What you gain in short term wins, are nullified by all the long term headaches you suffer.




I don't think I would quite agree with that.. I would say that mongo is very accessible in terms of getting started... also, you can index nested properties via dot notation, unless you are really deeply denormalized, collections of objects with collections, I haven't been aware of any issues there.

A few things that surprised me about mongo... first that if you do a sort, you either need an index on your sorting fields or your sort info needs to fit in 32mb. I'm using skip/limit for paging, and it really became an issue once I was running against the full datastore. Second, only one single index is used in a query, unike most sql databases that will collate results of mutiple indexes under the covers... this caused me to rethink my index strategy, as well as add both asc/desc indexes for sorting results.

For me it was a matter of getting away from an over normalized data set (30+ queries for a single vehicle classified ad display, 23-joins if you wanted to reduce 15 of those queries (my main VIEW created for migration)... denormalized data makes more sense for this use case. For others it may or may not make sense.


Relational systems use multiple indexes for queries, though I'm not aware of an implementation that uses multiple indexes for a single table.

Remembering that a query in Mongo is basically a query on a single table it's acting in the same way a relational db does - ie, check statistics, choose best index, perform lookups.


Could you give examples? I'm working at a company where Mongo is being used because.


once you get into creating administrative/reports sections i think you'll quickly find out.


what does PHP "drops" in the name of getting started quickly ? PHP is now a robust language with robusts frameworks like SF or ZF.

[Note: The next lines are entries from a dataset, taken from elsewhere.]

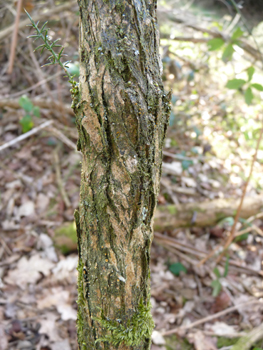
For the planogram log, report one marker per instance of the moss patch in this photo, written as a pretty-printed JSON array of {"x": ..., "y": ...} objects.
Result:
[
  {"x": 65, "y": 238},
  {"x": 132, "y": 333}
]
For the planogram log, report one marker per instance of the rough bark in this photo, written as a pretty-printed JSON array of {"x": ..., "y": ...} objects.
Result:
[
  {"x": 121, "y": 114},
  {"x": 206, "y": 213}
]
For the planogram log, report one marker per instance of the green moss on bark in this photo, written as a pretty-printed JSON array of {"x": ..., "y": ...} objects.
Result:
[{"x": 133, "y": 332}]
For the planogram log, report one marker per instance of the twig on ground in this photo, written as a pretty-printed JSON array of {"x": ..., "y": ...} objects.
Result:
[
  {"x": 232, "y": 232},
  {"x": 21, "y": 92},
  {"x": 249, "y": 339},
  {"x": 173, "y": 17},
  {"x": 178, "y": 246},
  {"x": 26, "y": 135},
  {"x": 14, "y": 38},
  {"x": 42, "y": 103},
  {"x": 211, "y": 317}
]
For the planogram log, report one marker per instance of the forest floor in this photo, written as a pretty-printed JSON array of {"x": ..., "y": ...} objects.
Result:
[{"x": 207, "y": 156}]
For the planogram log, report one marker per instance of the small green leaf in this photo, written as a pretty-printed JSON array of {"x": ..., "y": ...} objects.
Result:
[
  {"x": 36, "y": 111},
  {"x": 235, "y": 84},
  {"x": 250, "y": 72},
  {"x": 176, "y": 268},
  {"x": 226, "y": 267},
  {"x": 249, "y": 95},
  {"x": 43, "y": 27},
  {"x": 228, "y": 53},
  {"x": 241, "y": 237},
  {"x": 237, "y": 33},
  {"x": 216, "y": 287},
  {"x": 216, "y": 272},
  {"x": 256, "y": 86},
  {"x": 27, "y": 123},
  {"x": 215, "y": 44},
  {"x": 186, "y": 164},
  {"x": 228, "y": 221},
  {"x": 73, "y": 68},
  {"x": 25, "y": 103}
]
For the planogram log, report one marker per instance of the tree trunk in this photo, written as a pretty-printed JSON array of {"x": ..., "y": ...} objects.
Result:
[{"x": 121, "y": 115}]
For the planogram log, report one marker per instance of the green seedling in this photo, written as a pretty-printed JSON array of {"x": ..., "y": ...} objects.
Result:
[
  {"x": 30, "y": 111},
  {"x": 55, "y": 58}
]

Two examples: including loads of functionality into the default namespace instead of developing it as external libraries, and confusing the template language and the programming language which encourages XSS vulnerabilities in PHP written by beginners. When using PHP you normally want to use a different template language to avoid having to audit the code and hunt unescaped output.


Is there a real practical difference beween "strlen($str)" and "string::length($str)"? It may be a design decision that you disagree with, but it hardly gets in your way. It's certainly not "dropped" functionality. It also ends up being faster, as the core functionality is written in C rather than in userland PHP code.

I agree with your point about XSS, but I've seen XSS exploits in every language, so I can hardly consider it a PHP flaw. It's also literally a one-line config change to eliminate that problem[1]; the only reason that's not the default is that it would break lots of existing apps the next time they upgraded. Then again, that's also true for the wacky (err, copied from C) naming conventions.

[1] Unless you go out of your way, of course. But that's true with anything where you can decode html entities. For the record, the config change is "filter.default=full_special_chars" which will automatically sanitize all user input (GET, POST, COOKIE, SERVER) with htmlspecialchars.


1) It is not the namespaces per se. It is the inclusion of everything and the kitchen sink in the standard library which discouraged the development of a healthy third party library community. Contrast with Perl and Ruby where there are third party libraries for virtually everything despite them being less popular languages.

2) filter.default is not a correct solution. You should escape output, not input. Escaping input 1) results in crap data in your database 2) opens you up for user input sources you forgot about. What if for example you have another application working against the same database? One which is not web based?

The existence of filter.default is an example of the very problem with PHP. It works for simple CRUD applications but when you application grows reliance of it is almost guaranteed to create an XSS vulnerability.